Earliest/lowest support is win32api — a platform specific C  API. No counterpart in Java because JVM hides all platform-specific complexities, though the win32 JVM is written against win32api.
 C with Microsoft extensions, but not C++. I guess It’s a proprietary language based on ANSI-C.
win32api functions are like system calls AND standard library functions in unix. Plain old C functions, as low-level functions must be. All windows/unix applications rely on system API in C as not every app uses C++.

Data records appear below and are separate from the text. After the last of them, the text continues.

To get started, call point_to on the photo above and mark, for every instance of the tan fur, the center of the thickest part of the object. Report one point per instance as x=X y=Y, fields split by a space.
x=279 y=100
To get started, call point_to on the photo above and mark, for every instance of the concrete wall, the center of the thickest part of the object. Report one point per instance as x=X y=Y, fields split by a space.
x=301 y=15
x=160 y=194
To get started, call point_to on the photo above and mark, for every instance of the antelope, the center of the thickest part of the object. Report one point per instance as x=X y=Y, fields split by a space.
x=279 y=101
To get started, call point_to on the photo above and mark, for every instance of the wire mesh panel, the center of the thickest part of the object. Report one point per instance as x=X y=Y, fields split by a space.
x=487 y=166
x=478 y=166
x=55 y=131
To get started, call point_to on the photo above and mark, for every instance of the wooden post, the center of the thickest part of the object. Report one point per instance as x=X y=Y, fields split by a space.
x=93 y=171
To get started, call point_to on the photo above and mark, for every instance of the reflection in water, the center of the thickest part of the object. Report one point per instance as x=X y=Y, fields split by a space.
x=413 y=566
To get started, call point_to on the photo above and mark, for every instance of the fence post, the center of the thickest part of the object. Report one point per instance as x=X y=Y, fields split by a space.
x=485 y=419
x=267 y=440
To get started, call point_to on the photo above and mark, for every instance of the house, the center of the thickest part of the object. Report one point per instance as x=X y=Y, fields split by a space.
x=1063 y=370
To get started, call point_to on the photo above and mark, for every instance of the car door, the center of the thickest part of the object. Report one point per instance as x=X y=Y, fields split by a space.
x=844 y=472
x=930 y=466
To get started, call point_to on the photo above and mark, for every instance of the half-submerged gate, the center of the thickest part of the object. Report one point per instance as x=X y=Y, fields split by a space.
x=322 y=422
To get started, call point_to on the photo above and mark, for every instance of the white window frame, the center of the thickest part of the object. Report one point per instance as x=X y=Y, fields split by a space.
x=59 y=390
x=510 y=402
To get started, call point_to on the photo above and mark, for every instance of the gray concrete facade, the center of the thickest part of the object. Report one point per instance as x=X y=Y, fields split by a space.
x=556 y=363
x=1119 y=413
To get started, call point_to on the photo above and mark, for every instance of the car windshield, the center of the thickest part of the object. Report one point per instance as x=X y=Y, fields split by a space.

MFC is a c++ thin object wrapper over win32api functions, therefore platform-specific too. No counterpart in java. Borland used to offer a MFC competitor (viz OWL), but it also relies on win32api. So win32api is a choke-point, but MFC isn’t.
Similarly, winforms is also a wrapper over win32api (not over MFC). Unlike MFC, winforms was created for the dotnet virtual machine.
Someone on Stackoverflow said — Most application frameworks for Windows (at least partially) wrap the win32api. Thus, the .NET and JVM, likewise any other programming languages under Windows, are (or contain) wrapper libraries over win32api.
Winforms and WPF built on top of a virtual machine — the dotnet framework, and are (partially?) shielded from platform-specific complexities. I think these are like the swing library.
However, winforms is a dotnet wrapper over win32api, therefore faster than WPF.
———– gcc ————–
GCC also goes through the choke point viz win32api. Mingw includes
* w32api (not spelt “win..”): This is a bunch of files, a free (compatible) implementation of the MS win32api, equivalent to the Windows SDK, which provides the system-level (OS level?) interface needed by mingw-runtime. It is possible, with some modifications, to use Microsoft’s Platform-SDK instead.
* mingw-runtime (version 3.12 or higher): This is a bunch of files, the equivalent of libc on Unix which provides an interface to Microsoft’s C runtime that is shipped with Windows.
——— how many ways to write an equivalent GUI app ——-
* write a C app against win32api direclty
* write a c++ app against MFC (wrapper over win32api) — no virtual machine at all
* write a c#/c++ winforms app, running in the virtual machine
* write a c# WPF app, running in the virtual machine
* write a mingw C/C++ app, against w32api — no virtual machine at all
* write a swing app, running in the JVM
However, if you want a windows app without a GUI, then you need a console app. You can use C++ without any of these complexities. Just use STL/boost. Windows programming != GUI programming.